Friday, January 28, 2011

"Anyone Can Do It"

I was lucky enough to come of age in a software world in which web development was just starting to become really accessible. My first computer dialed up to the Internet using Juno, and then we got AOL. By the time I was in college, we had people putting up websites and discovering the joys of the tag. Then came php, then ASP and then Java, VB, and more and more.

All of a sudden, web development was accessible. "Anyone could do it."

We're still in that world. Frameworks abound, tutorials are just a Google search away, and many computers come bundled with at least basic tools for simple web development.
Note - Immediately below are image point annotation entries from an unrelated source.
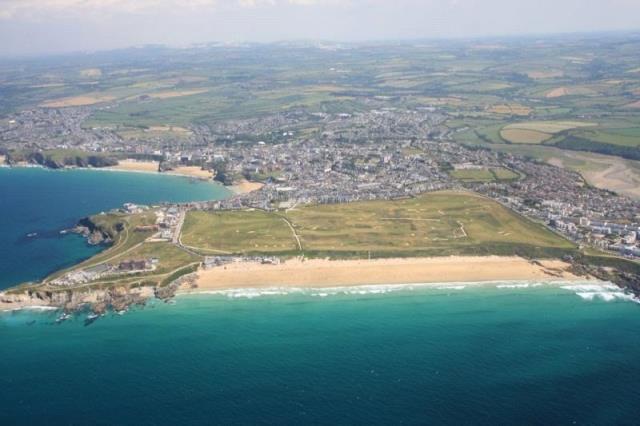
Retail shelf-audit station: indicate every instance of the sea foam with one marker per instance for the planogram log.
(605, 291)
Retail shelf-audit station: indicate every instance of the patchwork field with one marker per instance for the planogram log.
(535, 132)
(237, 232)
(443, 223)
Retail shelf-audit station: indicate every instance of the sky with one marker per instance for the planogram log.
(34, 27)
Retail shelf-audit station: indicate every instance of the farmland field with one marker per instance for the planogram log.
(237, 232)
(434, 224)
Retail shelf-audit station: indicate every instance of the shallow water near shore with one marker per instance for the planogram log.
(36, 204)
(501, 353)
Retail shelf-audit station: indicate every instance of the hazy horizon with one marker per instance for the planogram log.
(35, 27)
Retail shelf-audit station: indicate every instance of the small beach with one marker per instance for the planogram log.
(130, 165)
(331, 273)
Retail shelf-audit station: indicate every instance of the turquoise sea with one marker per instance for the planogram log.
(501, 353)
(537, 355)
(44, 202)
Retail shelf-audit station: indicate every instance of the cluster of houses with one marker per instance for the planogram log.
(103, 270)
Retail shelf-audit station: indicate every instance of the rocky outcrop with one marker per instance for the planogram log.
(623, 273)
(60, 160)
(94, 233)
(97, 300)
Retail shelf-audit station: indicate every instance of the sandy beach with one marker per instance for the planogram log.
(136, 166)
(327, 273)
(244, 186)
(152, 167)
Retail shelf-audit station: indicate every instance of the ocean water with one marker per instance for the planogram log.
(505, 353)
(40, 201)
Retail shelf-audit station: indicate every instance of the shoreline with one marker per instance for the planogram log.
(241, 187)
(322, 273)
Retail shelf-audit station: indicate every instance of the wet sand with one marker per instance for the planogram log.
(329, 273)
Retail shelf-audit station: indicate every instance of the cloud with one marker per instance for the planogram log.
(41, 8)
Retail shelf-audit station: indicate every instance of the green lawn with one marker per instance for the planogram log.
(237, 232)
(444, 223)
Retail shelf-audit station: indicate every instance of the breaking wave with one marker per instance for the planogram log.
(605, 291)
(250, 293)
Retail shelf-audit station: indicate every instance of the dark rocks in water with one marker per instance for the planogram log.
(623, 273)
(166, 293)
(95, 234)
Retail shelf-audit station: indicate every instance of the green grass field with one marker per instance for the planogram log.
(237, 232)
(445, 223)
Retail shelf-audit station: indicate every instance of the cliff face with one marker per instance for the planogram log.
(59, 160)
(94, 233)
(99, 301)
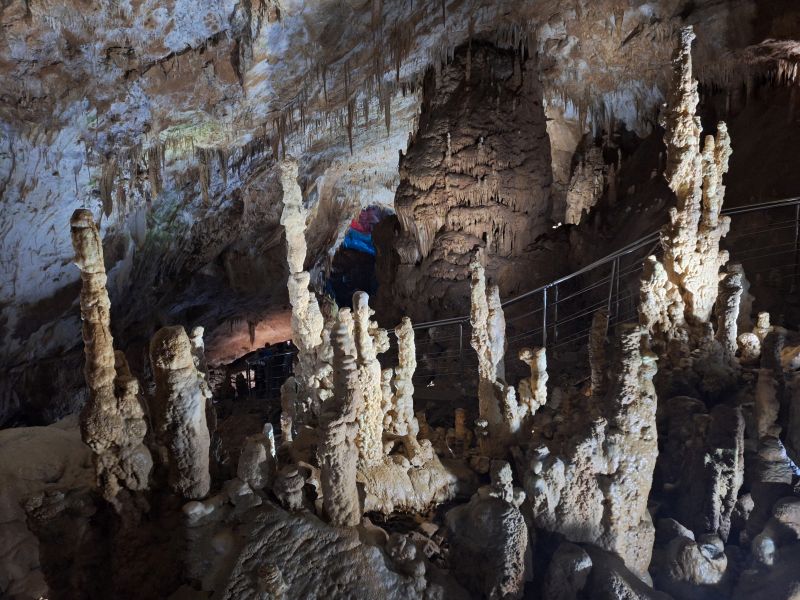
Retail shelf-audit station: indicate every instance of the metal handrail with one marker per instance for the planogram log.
(651, 238)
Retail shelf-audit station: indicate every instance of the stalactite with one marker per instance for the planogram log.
(107, 176)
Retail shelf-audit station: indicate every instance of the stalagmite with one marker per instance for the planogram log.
(179, 412)
(731, 288)
(595, 487)
(370, 418)
(763, 327)
(338, 452)
(713, 471)
(311, 371)
(199, 356)
(692, 258)
(497, 332)
(403, 421)
(112, 421)
(533, 390)
(661, 308)
(258, 460)
(597, 352)
(482, 342)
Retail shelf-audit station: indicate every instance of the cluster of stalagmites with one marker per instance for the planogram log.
(113, 423)
(596, 469)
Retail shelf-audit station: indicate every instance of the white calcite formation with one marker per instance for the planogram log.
(597, 352)
(586, 185)
(370, 417)
(338, 452)
(497, 401)
(257, 461)
(488, 343)
(309, 385)
(593, 486)
(731, 288)
(692, 257)
(179, 412)
(401, 419)
(533, 390)
(112, 422)
(661, 308)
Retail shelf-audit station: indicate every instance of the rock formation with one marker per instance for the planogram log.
(731, 288)
(113, 421)
(338, 451)
(469, 180)
(594, 488)
(401, 415)
(533, 390)
(692, 258)
(309, 386)
(179, 412)
(597, 352)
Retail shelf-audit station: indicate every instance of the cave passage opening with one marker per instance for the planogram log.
(353, 265)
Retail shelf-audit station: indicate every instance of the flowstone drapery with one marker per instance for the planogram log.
(112, 422)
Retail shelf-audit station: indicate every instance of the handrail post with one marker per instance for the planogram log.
(555, 314)
(611, 280)
(544, 317)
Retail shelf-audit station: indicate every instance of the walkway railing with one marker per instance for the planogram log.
(764, 238)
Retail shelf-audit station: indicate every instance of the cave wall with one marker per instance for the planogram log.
(476, 178)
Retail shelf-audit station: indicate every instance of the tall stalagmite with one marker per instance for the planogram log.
(309, 386)
(370, 419)
(179, 412)
(692, 257)
(476, 175)
(112, 422)
(591, 483)
(403, 422)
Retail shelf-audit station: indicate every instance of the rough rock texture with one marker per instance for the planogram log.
(370, 415)
(533, 390)
(586, 185)
(179, 412)
(476, 176)
(112, 422)
(168, 120)
(594, 487)
(318, 561)
(400, 419)
(731, 288)
(597, 352)
(692, 258)
(303, 393)
(489, 344)
(34, 460)
(338, 452)
(713, 472)
(257, 461)
(488, 538)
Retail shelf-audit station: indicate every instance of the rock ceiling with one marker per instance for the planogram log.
(165, 119)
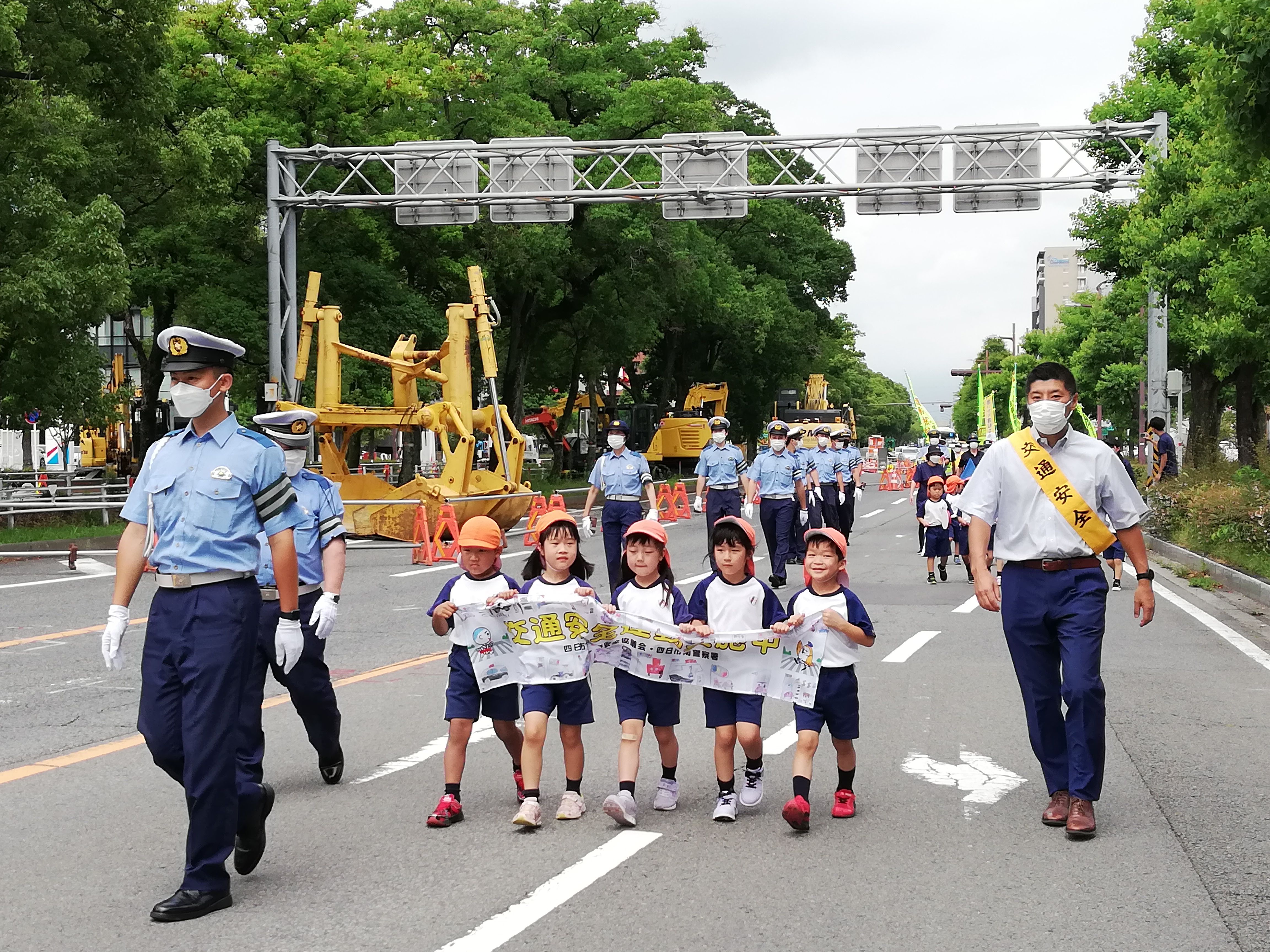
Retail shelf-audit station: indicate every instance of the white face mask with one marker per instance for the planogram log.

Now, no one's pretending that these kinds of tutorials and frameworks are going to launch the next space ship, but still, we've created a world where "anyone can be a developer".

This was the conversation I had with some friends - all of us software engineers - last week. And the second the phrase "anyone can do it" came out of our mouths, every single one of us cringed.

No why on earth would we do that?! After all, most of us have used these frameworks and languages. Heck, we still do! It's really convenient to stand up a quick Ruby on Rails application to accomplish some purpose. And it's not like some of these tools don't scale; just because the Java pet store tutorial exists doesn't mean Java can't (and doesn't) run some very large and complex applications.

But still, we all cringed.

In the end, I think the issue is with a coder versus a developer (or engineer; I use those two words interchangeably). There are a whole lot of people who can write code that I simply wouldn't hire to develop an application. Knowing how to code is important for anyone who works around computers all day, but there are a lot of other problems to solve when building something larger than a personal website (or a basic test script!).

After all, the coding part of software engineering doesn't have to be hard. Frameworks, libraries, tools and tutorials all make life a bit easier. It's understanding software that turns a coder into a developer. Knowing how a thread pool works lets a developer size it appropriately rather than just setting "10" because that's the default or that's what the tutorial says. Understanding the architecture of a system lets an engineer work on one part of it safely without having to sit down and digest thousands or millions of lines of code.

There's no major lesson here, other than yes, let's embrace the "anyone can do it" ethos. It will develop pique the interest of the next generation of great engineers. Just be aware that it gives you a coder; being an engineer is the next step you have to take, and you have to choose to take it on your own.

1 comment:

  1. I understand why it's popular, and I understand why people like the word, but I've never been happy with the term "engineer" applied to software development.

    Mechanical engineering, civil engineering, electrical engineering, at heart all of the true engineering disciplines are about manipulating physical objects.

    With software, it is abstractions all the way down. Software people manipulate algorithms and concepts, not physical objects. I think that is a fundamental difference between software and traditional engineering, and it is a difference I think should be exploited much more than it traditionally has been.